Tuesday, July 14, 2009

Tempt My Tummy - Gnocchi with Summer Veggies

I got this recipe from my Everyday Food Magazine - you can also find it HERE. It was delicious! Every family member ate it. They loved the gnocchi (which I had never cooked before) and the zucchini. Very fresh. We had it with lemon pepper grilled chicken.

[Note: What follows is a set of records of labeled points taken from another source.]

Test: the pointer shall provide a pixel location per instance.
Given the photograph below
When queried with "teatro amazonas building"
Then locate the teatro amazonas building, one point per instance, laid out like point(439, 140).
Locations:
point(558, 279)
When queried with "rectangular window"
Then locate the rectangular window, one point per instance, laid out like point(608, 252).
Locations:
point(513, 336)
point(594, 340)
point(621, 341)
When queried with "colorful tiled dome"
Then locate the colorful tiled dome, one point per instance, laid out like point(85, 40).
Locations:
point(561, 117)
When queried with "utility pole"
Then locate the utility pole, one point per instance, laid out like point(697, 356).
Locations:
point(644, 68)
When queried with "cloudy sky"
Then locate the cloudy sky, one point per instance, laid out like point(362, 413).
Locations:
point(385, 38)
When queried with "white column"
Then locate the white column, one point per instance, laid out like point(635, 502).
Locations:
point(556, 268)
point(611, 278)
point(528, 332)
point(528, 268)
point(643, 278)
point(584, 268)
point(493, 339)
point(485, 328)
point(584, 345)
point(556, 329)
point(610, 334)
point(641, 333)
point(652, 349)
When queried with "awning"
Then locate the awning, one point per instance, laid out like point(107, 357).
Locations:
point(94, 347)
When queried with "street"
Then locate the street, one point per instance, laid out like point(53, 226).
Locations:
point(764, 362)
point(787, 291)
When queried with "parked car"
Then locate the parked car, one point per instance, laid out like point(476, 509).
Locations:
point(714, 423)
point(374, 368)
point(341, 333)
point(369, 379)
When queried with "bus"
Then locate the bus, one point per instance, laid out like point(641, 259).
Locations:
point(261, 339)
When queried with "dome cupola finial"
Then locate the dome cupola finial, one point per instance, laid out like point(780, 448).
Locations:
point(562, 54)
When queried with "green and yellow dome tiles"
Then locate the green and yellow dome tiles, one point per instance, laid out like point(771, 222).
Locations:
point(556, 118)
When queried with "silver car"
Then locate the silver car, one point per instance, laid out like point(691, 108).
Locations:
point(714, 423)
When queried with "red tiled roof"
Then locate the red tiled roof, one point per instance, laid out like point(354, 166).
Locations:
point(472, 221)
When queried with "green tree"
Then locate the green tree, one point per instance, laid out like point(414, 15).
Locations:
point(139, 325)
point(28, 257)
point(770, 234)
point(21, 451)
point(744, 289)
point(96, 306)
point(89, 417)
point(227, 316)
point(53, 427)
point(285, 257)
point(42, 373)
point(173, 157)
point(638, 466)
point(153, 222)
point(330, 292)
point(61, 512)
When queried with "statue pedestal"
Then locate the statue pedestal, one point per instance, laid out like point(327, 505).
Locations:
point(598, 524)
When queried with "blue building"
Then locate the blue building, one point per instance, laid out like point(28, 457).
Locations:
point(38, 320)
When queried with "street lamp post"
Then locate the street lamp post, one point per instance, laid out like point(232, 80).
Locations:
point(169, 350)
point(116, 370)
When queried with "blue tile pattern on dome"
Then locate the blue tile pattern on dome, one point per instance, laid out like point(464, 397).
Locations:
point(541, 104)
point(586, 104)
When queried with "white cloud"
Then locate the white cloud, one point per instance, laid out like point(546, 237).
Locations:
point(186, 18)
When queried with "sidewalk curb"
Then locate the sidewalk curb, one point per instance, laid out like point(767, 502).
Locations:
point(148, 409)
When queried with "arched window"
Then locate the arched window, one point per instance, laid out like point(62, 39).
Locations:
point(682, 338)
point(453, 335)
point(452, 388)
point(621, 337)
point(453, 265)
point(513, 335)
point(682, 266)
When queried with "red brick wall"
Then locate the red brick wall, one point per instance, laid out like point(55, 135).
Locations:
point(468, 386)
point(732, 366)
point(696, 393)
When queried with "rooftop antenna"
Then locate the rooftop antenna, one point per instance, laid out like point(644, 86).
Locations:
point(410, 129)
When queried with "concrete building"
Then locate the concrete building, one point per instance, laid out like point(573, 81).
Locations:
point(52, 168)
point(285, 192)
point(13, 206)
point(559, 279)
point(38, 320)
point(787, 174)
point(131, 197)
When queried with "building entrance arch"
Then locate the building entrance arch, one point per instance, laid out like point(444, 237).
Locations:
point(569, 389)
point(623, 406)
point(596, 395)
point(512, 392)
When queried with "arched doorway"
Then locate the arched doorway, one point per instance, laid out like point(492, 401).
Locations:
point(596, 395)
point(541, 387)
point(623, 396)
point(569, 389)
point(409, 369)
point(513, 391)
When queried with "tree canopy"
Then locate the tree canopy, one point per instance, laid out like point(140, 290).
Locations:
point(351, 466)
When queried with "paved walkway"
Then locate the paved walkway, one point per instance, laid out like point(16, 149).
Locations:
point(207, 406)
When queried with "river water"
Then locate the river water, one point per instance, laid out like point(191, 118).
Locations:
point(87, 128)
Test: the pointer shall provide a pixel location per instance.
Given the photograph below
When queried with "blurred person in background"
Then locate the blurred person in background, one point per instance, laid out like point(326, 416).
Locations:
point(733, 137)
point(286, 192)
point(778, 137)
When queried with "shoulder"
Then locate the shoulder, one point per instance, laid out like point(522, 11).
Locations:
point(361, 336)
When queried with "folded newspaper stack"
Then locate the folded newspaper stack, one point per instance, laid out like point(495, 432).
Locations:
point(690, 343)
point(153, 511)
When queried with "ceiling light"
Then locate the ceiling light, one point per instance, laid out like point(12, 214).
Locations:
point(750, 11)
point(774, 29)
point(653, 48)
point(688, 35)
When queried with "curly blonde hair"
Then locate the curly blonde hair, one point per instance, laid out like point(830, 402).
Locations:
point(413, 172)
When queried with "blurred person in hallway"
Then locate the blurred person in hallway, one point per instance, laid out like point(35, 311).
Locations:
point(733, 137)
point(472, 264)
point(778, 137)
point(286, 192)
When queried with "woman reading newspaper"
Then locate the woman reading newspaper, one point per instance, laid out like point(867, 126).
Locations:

Nice summer meal.

Gnocchi with Summer Veggies
Serves 4
1 tablespoon olive oil
2 zucchini or summer squash, or one of each (about 2 pounds total), quartered and sliced
2 garlic cloves, minced
Coarse salt and ground pepper
1 pint grape tomatoes, halved
1 package (15 to 16 ounces) frozen gnocchi
1/4 cup fresh basil, chopped
2 tablespoons grated Pecorino Romano cheese
1 tablespoon butter
2 teaspoons fresh lemon juice

In a large skillet, heat oil over medium-high. Add squash and garlic and season with salt and pepper. Cook, stirring occasionally, until squash is crisp-tender, 4 to 5 minutes. Add tomatoes and cook, stirring occasionally, until juicy, about 2 minutes.

Meanwhile, in a large pot of boiling salted water, cook gnocchi according to package instructions. Reserving 1/2 cup cooking liquid, drain gnocchi and transfer to skillet. Toss gnocchi, adding enough cooking liquid to create a sauce. Remove from heat and stir in basil, cheese, butter, and lemon juice.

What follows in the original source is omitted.